Weed resistance to herbicides can also be a barrier to adopting programs that reduce or eliminate tillage, Widman adds. Depending on the crops being grown, CCAs and their farmer clients may have a limited list of pesticides to select from to address resistant-weed issues.
“Our biggest concern is that people will turn to using excessive tillage to control the weeds,” Widman says. “And that’s going to take us down the wrong road. It may help out temporarily, but we really need to find ways to rotate crops as well as rotate modes of action of pesticides so we don’t consistently use the same mode of action and develop that resistance.”
Step 2: Increase residue
In tandem with reducing or eliminating tillage, leaving ample residue to protect the soil from the elements is also necessary for building and maintaining soil health. A protective layer of residue on the soil surface, Coyne says, prevents puddling during high-intensity rainfall events and shields the soil from the impact of rain drops. And, he adds, the residue will eventually be incorporated back into the soil and contribute to the building of organic matter.
“Good soil is also always going to have some sort of plant growing on top of it, whether it’s a crop or some sort of intermediate cover crop that maybe you plow in later or maybe you kill with herbicide if you’re doing no till,” Coyne says. “But the idea is that those crops are soaking up nutrients that would otherwise be lost. The residue that you would get from that cover crop is also going to eventually be turned back into organic matter, so you’re basically harvesting carbon from the atmosphere during a period when you’re not harvesting crops.”
Widman adds that incorporating high-residue crops such as corn, wheat, and rice can help increase the amount of biomass that is returned to the soil. Perennial crops such as grass and alfalfa are especially helpful in increasing residue and building organic matter, he says.
The fastest way to accelerate the rate and the amount of carbon, Andrews advises, is to rotate high-residue crops in a no-till system—and to use cover crops to keep a live root in the soil year-round to feed the soil’s food web. Recent research at the USDA-ARS National Soil Tilth Laboratory also indicates that cover crops could be used on 70 to 80% of the U.S. corn and soybean acreage to help reduce soil nitrate-N losses.
However, researchers note, cover crops have their limits. The benefits of cover crops are diminished in northern regions because of cold temperatures and frozen soils and also in drier regions west of the Mississippi River because of water limitations.
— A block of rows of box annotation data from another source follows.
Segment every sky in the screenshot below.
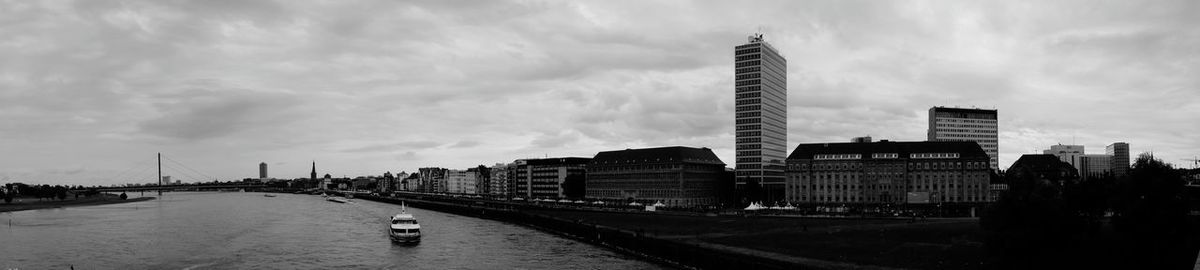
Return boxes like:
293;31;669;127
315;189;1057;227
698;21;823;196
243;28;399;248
0;0;1200;185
Research at Kansas State University’s Southwest Research Extension Center also raises the issue of negative profitability with cover crops due to cost and reduced moisture availability for the following cash crop.
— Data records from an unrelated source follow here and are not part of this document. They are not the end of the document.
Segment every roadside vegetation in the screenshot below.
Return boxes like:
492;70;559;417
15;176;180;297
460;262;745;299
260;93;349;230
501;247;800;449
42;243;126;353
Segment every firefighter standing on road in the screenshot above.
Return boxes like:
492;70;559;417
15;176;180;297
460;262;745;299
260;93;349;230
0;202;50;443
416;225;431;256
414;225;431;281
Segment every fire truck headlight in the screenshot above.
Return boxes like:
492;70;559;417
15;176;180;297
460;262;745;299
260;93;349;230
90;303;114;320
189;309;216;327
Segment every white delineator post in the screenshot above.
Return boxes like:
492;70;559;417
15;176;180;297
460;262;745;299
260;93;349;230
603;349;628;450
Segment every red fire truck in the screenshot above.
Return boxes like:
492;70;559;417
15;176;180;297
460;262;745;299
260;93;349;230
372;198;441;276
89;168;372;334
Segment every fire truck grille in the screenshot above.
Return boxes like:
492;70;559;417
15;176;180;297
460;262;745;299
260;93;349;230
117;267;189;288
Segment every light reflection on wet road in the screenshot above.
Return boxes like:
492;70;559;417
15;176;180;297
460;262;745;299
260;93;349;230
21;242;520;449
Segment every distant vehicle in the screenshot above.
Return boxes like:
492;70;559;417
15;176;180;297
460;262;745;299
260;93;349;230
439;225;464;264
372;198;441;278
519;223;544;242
In fragile ecosystems of the semi-arid western U.S. states where farmers fallow to accumulate moisture, Hansen adds that it’s a balancing act to build organic matter with cover crops and more diverse crop rotations without increasing short-term economic risk to the producer. Still, he believes cover crops have the potential to protect the soil surface, recycle nutrients, and reduce the time required to improve soil health. Finding a profitable way to incorporate them without substantially raising economic risk, he says, may require more research on termination dates and selection of species.
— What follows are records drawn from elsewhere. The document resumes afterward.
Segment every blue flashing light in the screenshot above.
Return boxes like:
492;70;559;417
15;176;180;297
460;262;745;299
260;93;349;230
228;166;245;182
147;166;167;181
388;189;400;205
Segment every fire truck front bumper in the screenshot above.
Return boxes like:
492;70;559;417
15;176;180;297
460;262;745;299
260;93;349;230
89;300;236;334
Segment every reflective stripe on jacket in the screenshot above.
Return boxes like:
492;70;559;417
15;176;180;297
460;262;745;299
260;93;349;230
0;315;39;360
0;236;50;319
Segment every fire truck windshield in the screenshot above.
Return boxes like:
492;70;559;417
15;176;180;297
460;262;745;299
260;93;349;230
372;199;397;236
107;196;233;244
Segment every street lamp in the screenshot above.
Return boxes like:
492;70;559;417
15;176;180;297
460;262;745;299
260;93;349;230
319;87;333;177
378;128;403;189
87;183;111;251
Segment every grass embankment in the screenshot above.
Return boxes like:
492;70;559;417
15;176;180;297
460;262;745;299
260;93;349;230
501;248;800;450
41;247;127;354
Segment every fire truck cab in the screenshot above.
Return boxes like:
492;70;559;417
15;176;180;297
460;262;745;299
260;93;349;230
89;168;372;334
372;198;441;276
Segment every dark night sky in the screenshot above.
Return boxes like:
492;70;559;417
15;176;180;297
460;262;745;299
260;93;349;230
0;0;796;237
No matter the region, improved soil health will benefit not just the farmer, but also the long-term sustainability of the environment, according to Widman.
“In our lifetime, we only get a chance to really manage that soil and keep it healthy one time,” he says. “If we ever allow excessive erosion or compaction, we’re going to be hurt for years. So the more proactive we can be to improve and protect our soil, the more we’re going to protect the production potential of our soils. Like anything, you can screw it up really fast, but it takes a long time to fix it.”